Re: [RFC PATCH] Fair low-latency rwlock v5

!MAILaRCHIVE_VOTE_RePLACE
Previous message: [thread] [date] [author]
Next message: [thread] [date] [author]
To: Paul E. McKenney <paulmck@...>
Cc: Linus Torvalds <torvalds@...>, H. Peter Anvin <hpa@...>, Jeremy Fitzhardinge <jeremy@...>, Andrew Morton <akpm@...>, Ingo Molnar <mingo@...>, Joe Perches <joe@...>, <linux-kernel@...>
Date: Tuesday, August 19, 2008 - 2:04 am

* Paul E. McKenney (paulmck@linux.vnet.ibm.com) wrote:

Agreed. I am careful about overdesigning for RT though, given that once
we get it right for the current thread vs softirq vs hardirq mess, the
solution for preemptable critical sections might come more naturally.


See below about RT kernel.


Technical detail : x86_64 cannot pass immediate values > 2^32 to most
instructions; it must load an immediate value in a register, which would
add a few instructions. Therefore, I prefer to use the lowest bits
possible given the NR_CPUS configuration.


Actually, given that softirqs and hardirqs are really just tasks in -RT,
I guess threads could be given the whole 45 bits available for threads,
softirqs and irqs (0 .. 3*log_2(NR_CPUS)-1).

However, in that case, we would also like to have as much preempable
writer critical sections as we have reader critical sections. Therefore,
it would be best to split the 60 bits in two :

30 bits for reader threads
30 bits for writer threads

However, I wonder if the whole algorithm included in this rwlock
primitive to make sure that interrupt latency < softirq latency < thread
latency won't just vanish in -rt kernels. We might want to group those
threads by priority (e.g. grouping irq threads together and maybe
leaving softirq and normal threads in the same bunch), but we would then
impact softirq latency a little bit more.

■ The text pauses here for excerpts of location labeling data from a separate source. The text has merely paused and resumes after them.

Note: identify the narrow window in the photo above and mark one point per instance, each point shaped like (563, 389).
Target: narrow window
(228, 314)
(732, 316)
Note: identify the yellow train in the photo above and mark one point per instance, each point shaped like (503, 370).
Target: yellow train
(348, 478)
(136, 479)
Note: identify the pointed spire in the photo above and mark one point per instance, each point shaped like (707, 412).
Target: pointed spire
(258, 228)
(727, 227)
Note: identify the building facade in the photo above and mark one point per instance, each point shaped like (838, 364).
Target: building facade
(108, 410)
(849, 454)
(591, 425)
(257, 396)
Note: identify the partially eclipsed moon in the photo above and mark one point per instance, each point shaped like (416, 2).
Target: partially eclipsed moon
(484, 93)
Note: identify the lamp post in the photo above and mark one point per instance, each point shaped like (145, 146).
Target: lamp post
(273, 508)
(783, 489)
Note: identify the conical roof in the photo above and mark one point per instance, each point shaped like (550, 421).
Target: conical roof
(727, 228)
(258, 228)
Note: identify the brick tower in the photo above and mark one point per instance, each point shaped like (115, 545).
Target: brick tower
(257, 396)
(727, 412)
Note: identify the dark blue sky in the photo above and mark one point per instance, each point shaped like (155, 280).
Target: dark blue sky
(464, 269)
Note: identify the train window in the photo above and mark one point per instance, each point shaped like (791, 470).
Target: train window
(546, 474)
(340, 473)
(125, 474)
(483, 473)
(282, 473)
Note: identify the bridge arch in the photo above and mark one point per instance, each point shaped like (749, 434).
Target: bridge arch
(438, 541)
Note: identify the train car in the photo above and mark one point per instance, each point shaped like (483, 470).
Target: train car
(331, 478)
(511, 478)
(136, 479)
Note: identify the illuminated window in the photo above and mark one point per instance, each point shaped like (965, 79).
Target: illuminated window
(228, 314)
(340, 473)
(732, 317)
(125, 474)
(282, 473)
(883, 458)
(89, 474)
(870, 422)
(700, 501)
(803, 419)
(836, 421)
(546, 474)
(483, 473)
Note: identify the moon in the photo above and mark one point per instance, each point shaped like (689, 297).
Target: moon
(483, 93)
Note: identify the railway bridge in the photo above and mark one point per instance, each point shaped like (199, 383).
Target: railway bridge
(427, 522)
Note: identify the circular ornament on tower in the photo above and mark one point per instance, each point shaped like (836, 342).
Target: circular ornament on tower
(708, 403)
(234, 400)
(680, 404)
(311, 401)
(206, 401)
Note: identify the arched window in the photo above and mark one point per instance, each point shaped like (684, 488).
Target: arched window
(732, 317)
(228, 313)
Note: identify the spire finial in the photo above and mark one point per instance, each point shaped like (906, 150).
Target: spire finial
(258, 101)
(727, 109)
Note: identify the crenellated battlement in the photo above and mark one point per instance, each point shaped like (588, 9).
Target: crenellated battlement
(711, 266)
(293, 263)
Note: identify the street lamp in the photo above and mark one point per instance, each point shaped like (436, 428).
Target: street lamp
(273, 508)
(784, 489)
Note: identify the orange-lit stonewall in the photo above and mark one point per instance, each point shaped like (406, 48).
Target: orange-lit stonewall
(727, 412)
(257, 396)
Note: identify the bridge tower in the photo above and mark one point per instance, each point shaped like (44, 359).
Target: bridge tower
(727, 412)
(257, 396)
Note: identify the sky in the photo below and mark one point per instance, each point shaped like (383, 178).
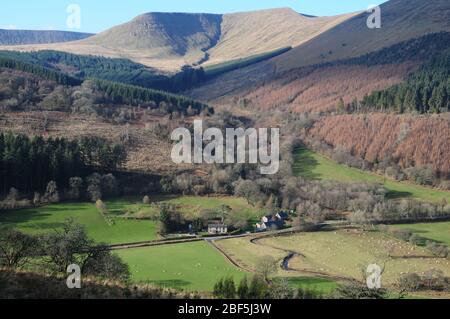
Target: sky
(99, 15)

The problem of this approach wrt RT kernels is that we cannot provide
enough "priority groups" (current irq, softirq and threads in mainline
kernel) for all the subtile priority levels of RT kernels. The more
groups we add, the less threads we allow on the system.

So basically, the relationship between the max number of threads (T) and
the number of reader priorities goes as follow on a 64 bits machine :

T writers subscribed count bits
1 bit for writer mutex

for first priority group :
T reader count bits
(no need of reader exclusion bit because the writer subscribed count
bits and the writer mutex act as exclusion)

for each other priority group :
T reader count bits
1 reader exclusion bit (set by the writer)

We have the inequality :

64 >= (T + 1) + T + (NR_PRIORITIES - 1) * (T + 1)

64 >= (2T + 1) + (NR_PRIORITIES - 1) * (T + 1)
63 - 2T >= (NR_PRIORITIES - 1) * (T + 1)
((63 - 2T) / (T + 1)) + 1 >= NR_PRIORITIES

Therefore :

Thread bits  |  Max number of threads  |  Number of priorities
  31         |    2147483648           |          1
  20         |       1048576           |          2
  15         |         32768           |          3
  12         |          4096           |          4
   9         |           512           |          5
   8         |           256           |          6
   7         |           128           |          7
   6         |            64           |          8
   5         |            32           |          9
   4         |            16           |         10
   3         |             8           |         15

Starting from here, we have more priority groups than threads in the
system, which becomes somewhat pointless... :)

So currently, for the mainline kernel, I chose 3 priority levels thread,
softirq, irq), which gives me 32768 max CPU in the system because I
choose to disable preemption. However, we can think of ways to tune that
in the direction we prefer. We could also hybrid those : having more
bits for some groups which have preemptable threads (for which we need
a max. of nr. threads) and less bits for other groups where preemption
is disabled (where we only need enough bits to cound NR_CPUS)

Ideas are welcome...



I thought it would have been sane to make is a power of two, but you are
right.. I should use the neat "roundup_pow_of_two()" :)


gcc is smart nowadays, it gets inlined automatically when it is small
enough and just called once.


Good point, will fix. The atomic_long_cmpxchg executed before we exit
the busy loop takes care of ordering.


Yep, I've done that in my fast/slowpath rewrite. Will be posted soonish.


Yep.


What would make sure that we have correct read ordering between
rwlock->value and the data we are trying to protect then ?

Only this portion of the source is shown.